Carroll: “It’s a culmination of five years, what is it?”
Yes, he’s reminded, this is Year 5.
Carroll: “This is Year 5. It’s taken all of this time to get to this point and he’ll still improve, but you can really see him as a real true vet now.”
It’s weird to think of Wilson as a veteran, but it’s true. He is expected to be polished. Not perfect, but polished.
Act II of Wilson’s career comes with new terms, new expectations, new perceptions. He still says the same things; Wilson is nothing if not consistent in how he talks about himself, his team or football. But everything else is different.
The underdog thing, that doesn’t even come up anymore. Neither does his height. He has defeated both with his play.
But Year 5 is the start of something new, a transition. It continues what Wilson and the Seahawks have been building toward, but it is new.
It is an important transition for Wilson because of all that happened in the past year:
• He played like an MVP candidate in the second half of the season, mostly without running back Marshawn Lynch. Expectations for Wilson are higher than ever. People saw what he could be at his best.
• Lynch hung up his spikes (on Twitter). Lynch had come to stand for everything Carroll wanted from his team: run-first, tough, physical, relentless. You could argue that although Wilson, as the quarterback, was the most important addition, Lynch was the foundation. “He’s the heart and soul of our team,” Seahawks running-backs coach Sherman Smith once said of Lynch. “I truly believe that.” The offense is now Wilson’s, which doesn’t mean the Seahawks won’t run the ball, but the burden is now fully on Wilson.
• He married Ciara in England. He has become everything a modern quarterback is expected to be: rich (with his new contract last season), with a celebrity wife or girlfriend (see: Ciara) and endorsements (Example: Bose commercial with Macklemore).
The second act of a quarterback’s career should, in theory, be his best. He’s still in his prime, but he has seen enough, has learned enough, that his mind has caught up with his physical ability.
“It’s fun when you get to that point in your career, because you feel like you can do no wrong,” said Warren Moon, the Hall of Fame quarterback and Seahawks broadcaster.

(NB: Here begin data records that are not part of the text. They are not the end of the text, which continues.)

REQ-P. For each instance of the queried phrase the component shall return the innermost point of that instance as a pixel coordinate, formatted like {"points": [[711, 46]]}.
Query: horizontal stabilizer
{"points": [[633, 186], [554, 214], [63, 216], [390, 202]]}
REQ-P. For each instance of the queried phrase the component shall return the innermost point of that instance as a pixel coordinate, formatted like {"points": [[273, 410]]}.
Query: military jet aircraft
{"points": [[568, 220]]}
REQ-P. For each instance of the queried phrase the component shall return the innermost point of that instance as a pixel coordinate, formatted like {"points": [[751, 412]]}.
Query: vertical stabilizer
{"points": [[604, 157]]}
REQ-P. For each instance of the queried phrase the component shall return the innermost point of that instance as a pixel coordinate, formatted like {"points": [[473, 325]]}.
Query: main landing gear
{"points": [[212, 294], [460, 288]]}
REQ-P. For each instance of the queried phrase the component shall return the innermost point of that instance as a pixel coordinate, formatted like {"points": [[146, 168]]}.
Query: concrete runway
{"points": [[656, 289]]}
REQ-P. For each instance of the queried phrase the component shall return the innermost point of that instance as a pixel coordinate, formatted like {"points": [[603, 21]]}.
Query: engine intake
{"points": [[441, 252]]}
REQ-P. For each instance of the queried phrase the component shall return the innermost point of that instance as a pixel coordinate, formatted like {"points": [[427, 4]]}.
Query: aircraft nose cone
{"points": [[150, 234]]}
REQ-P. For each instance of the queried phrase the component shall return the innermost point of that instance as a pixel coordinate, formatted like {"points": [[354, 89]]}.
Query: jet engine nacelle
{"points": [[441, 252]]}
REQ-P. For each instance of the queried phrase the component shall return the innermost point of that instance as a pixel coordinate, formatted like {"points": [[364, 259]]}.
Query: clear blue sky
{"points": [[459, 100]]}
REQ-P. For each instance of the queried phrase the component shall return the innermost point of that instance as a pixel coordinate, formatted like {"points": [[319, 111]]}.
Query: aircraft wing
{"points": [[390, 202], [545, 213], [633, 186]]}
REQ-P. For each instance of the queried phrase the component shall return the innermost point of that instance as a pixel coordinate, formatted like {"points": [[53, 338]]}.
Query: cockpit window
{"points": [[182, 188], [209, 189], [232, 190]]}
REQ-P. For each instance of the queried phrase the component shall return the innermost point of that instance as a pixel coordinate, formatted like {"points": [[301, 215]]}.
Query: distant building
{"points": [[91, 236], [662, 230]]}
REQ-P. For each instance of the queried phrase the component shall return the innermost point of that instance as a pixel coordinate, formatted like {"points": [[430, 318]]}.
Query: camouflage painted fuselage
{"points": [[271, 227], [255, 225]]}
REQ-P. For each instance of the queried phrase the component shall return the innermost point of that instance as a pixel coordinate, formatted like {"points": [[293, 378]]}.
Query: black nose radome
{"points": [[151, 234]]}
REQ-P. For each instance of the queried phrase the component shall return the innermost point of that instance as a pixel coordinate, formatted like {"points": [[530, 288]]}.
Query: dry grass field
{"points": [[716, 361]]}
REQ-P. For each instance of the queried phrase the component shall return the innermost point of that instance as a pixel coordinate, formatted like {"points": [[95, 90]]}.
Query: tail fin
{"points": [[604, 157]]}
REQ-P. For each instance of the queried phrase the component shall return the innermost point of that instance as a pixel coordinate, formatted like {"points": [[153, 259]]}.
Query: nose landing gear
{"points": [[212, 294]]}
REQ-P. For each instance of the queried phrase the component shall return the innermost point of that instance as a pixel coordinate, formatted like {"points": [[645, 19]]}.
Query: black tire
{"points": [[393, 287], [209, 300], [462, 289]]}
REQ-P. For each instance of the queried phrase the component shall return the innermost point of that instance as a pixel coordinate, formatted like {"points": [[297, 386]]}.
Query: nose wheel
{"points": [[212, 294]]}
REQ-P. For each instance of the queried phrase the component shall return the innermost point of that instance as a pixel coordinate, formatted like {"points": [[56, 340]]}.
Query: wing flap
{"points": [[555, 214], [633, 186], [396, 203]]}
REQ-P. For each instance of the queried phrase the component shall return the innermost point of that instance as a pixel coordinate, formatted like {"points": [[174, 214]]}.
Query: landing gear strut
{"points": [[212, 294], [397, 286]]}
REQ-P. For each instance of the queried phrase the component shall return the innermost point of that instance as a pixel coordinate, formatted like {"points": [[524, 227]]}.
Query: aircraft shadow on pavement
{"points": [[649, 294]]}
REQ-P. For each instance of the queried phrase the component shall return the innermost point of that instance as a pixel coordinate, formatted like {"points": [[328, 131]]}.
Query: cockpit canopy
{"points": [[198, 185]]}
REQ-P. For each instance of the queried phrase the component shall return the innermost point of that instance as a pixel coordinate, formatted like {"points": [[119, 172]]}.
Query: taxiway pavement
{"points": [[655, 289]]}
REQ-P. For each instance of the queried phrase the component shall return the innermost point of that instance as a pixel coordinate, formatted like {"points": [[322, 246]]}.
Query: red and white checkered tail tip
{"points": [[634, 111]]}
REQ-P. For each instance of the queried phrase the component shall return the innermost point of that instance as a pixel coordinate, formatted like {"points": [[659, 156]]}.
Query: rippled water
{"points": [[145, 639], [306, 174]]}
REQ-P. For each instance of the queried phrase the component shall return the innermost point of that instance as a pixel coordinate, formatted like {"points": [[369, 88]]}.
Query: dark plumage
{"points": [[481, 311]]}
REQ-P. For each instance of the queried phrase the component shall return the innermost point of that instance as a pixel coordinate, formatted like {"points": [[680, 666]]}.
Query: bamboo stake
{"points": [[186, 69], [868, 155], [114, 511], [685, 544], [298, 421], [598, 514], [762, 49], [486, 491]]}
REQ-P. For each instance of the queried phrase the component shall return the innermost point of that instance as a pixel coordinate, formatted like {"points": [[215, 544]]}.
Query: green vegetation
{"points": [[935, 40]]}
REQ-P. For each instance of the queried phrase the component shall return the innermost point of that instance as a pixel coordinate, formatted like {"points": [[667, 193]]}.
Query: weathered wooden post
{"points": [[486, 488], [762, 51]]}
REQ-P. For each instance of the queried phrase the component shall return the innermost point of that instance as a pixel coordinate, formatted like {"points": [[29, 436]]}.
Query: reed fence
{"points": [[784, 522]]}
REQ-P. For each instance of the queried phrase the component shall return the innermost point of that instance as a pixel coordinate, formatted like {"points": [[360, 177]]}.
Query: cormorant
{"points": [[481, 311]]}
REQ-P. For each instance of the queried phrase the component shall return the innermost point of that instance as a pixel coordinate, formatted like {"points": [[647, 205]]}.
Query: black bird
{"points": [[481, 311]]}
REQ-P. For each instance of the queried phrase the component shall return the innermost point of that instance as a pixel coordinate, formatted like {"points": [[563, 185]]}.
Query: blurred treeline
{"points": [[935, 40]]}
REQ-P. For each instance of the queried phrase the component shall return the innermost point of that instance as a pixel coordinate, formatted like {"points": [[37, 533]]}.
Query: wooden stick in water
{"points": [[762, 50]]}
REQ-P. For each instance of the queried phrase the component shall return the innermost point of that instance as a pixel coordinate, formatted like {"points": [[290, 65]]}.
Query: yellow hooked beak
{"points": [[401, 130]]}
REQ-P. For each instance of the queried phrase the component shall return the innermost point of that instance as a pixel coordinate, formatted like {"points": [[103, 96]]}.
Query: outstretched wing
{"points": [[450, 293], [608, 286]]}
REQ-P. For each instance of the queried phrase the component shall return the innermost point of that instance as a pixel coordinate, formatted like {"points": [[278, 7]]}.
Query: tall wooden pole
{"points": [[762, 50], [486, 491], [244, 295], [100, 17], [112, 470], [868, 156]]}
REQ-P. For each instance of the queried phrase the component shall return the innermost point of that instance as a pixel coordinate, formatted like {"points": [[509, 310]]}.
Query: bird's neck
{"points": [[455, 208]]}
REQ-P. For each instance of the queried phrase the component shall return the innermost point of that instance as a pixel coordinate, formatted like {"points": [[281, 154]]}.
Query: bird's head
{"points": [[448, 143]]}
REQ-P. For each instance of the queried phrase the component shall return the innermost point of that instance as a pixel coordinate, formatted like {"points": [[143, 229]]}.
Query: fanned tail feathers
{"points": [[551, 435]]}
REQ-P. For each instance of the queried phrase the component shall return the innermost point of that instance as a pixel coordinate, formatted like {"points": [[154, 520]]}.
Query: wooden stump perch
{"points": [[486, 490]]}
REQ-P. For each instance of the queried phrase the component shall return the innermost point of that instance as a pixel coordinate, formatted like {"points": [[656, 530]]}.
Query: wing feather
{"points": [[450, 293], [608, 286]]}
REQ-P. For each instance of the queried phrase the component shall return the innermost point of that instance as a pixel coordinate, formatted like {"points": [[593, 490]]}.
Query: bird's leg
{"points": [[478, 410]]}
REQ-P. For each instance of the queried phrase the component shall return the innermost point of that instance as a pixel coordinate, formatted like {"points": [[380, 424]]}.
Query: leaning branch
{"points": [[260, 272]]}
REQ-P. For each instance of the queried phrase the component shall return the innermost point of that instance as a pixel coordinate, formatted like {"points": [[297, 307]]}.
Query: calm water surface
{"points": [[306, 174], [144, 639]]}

“It’s almost like a calming effect,” Moon added. “Before that, you’re always on pins and needles, there’s always a nervousness about you. But when you get to that, you just go to games calm, because you put the preparation in, you have the knowledge. Now it’s just a matter of going out there, and you really look forward to those games.”
Wilson said one of his goals this offseason was to become a “master of protection” — the way he handles and interacts with the offensive line. That’s part of Act II.
“When you think of guys like Peyton Manning, like Tom Brady, Drew Brees, they’re great at it,” Wilson said.
Wherever you think Wilson falls in the quarterback hierarchy — and feel free to debate away — those are the names, the reputations, Wilson is chasing.
He is held to a different standard now, not only in the outside world but also within the Seahawks. Last year, after he struggled in a loss to Arizona, Carroll and offensive coordinator Darrell Bevell were critical of Wilson publicly in a way that felt different. Gentle still but different.
And in an exhibition game against the Vikings this year, Carroll used his opening comments to say Wilson needed to get rid of the ball quicker, that he needed to help the offensive line.
Those are small but symbolic signs of Wilson beginning his second act.
Act III is still years away. That’s when Wilson’s body will change with age. His mind will become his greatest tool, the thing he has to lean on.
But right now he’s just starting Act II, when he should be at his best, and if nothing else there’s plenty of intrigue to keep people watching.
“I really feel he’s primed to have an MVP-type season, or at least be in the running,” Moon said. “He’s never probably going to throw the ball enough here to warrant that, but he’ll definitely be in the conversation, I think, if everybody stays healthy and he does what I think he’s capable of.”